Insgesamt elf Grundstücke zählt das Gebiet an der Pestalozzistrasse, welches sich nahe dem Bahnhof Wetzikon erstreckt. Eine attraktive Lage mit grossem Potenzial – weshalb die Ressourcen von der Stadt genutzt werden wollen. Nach jahrelanger Planung kommt der Gestaltungsplan zum Quartier an der Pestalozzistrasse in Wetzikon vor das Parlament – ein wichtiger Schritt im Projektverlauf.
Das rund 10’000 Quadratmeter grosse Areal weist aktuell vor allem kleinteilig parzellierte und unterschiedlich überbaute Gebäude und Bereiche auf, weshalb das Gebiet verdichtet und aufgewertet werden soll.
So schreibt die Stadt in ihrer Mitteilung: «Dank dem Gestaltungsplan kann ein vielseitig nutzbares, belebtes Quartier mit hohen städtebaulichen, architektonischen und freiräumlichen Qualitäten im sich entwickelnden Stadtteil um den Bahnhof entstehen.»
Dabei wurde der Quartierplan Pestalozzistrasse parallel zum öffentlichen Gestaltungsplan erarbeitet und abgestimmt. Ausserdem ist die Planung auch mit den vier betroffenen Grundeigentümern abgestimmt worden, wie Stefan Lenz (FDP), Stadtrat Hochbau und Planung, erklärt.
Nah, grün und attraktiv
Während der Planung des Projekts wurden diverse Aspekte berücksichtigt: So soll beispielsweise die Sichtachse von der Rapperswilerstrasse zum Schulhaus Bühl gestalterisch offen bleiben. Auf dem gesamten Areal sind teilweise grosse Baumpflanzungen und eine naturnahe Begrünung vorgesehen.
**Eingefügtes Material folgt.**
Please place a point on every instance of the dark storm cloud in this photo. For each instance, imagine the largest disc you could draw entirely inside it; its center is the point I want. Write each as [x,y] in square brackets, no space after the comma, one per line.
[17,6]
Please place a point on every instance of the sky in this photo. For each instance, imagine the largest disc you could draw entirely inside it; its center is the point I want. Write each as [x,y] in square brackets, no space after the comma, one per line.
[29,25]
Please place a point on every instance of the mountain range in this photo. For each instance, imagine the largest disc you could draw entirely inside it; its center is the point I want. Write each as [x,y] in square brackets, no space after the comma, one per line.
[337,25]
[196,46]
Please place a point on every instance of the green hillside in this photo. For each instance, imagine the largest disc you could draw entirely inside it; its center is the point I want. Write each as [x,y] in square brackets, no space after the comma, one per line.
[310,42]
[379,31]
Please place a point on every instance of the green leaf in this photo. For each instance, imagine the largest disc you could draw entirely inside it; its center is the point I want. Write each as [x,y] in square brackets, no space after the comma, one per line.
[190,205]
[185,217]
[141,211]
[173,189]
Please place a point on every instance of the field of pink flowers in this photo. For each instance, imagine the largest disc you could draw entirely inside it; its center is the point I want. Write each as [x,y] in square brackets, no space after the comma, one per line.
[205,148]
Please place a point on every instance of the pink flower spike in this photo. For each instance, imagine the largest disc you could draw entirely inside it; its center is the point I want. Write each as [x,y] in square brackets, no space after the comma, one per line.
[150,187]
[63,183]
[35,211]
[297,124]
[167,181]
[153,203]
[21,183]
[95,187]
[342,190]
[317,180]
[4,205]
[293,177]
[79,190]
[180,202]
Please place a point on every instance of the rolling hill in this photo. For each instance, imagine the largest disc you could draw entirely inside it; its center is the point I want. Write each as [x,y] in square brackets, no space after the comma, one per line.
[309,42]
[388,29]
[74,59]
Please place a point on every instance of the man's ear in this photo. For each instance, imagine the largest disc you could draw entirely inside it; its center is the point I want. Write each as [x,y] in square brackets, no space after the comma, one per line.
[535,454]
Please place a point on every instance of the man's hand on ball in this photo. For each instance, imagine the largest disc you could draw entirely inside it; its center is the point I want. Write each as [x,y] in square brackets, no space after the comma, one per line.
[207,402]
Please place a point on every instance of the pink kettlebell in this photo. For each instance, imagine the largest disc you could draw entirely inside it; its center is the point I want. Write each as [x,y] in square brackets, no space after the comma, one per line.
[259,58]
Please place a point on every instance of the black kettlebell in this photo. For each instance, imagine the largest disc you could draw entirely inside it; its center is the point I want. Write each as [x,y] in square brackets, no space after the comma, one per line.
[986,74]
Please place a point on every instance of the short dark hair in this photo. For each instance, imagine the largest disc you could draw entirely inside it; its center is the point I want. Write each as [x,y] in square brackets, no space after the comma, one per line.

Es sollen Wegverbindungen und Fahrradwege durchs Quartier bis hin zum Gebiet Mattacker entstehen. Da das Projekt einige Jahre in Anspruch nehmen wird, würde auch die Wohnqualität während der baulichen Zwischenstände beachtet.
Baustart 2026 nach wie vor geplant
Bereits seit 2008 sind die Aufwertung und die Verdichtung des Gebiets ein Thema in Wetzikon. Im März 2023 lag dann der zweite Gestaltungsplan vor. Jetzt kommen der Antrag und die Weisung zur Festsetzung und Beschlussfassung des Plans an das Parlament. «Wir hoffen, dass 2026 mit der Bebauung gestartet werden kann», erklärte Stadtrat Lenz im März 2023.
Auch heute ist er noch zuversichtlich: «Wir sind der Meinung, ein gutes Projekt abgeliefert zu haben, und hoffen nach wie vor auf einen Start 2026.» Ein wichtiges Element sei nun vor allem die Parlamentsbehandlung. Wird der Gestaltungsplan nicht angenommen, würde dies das Voranschreiten des Projekts weiter verzögern.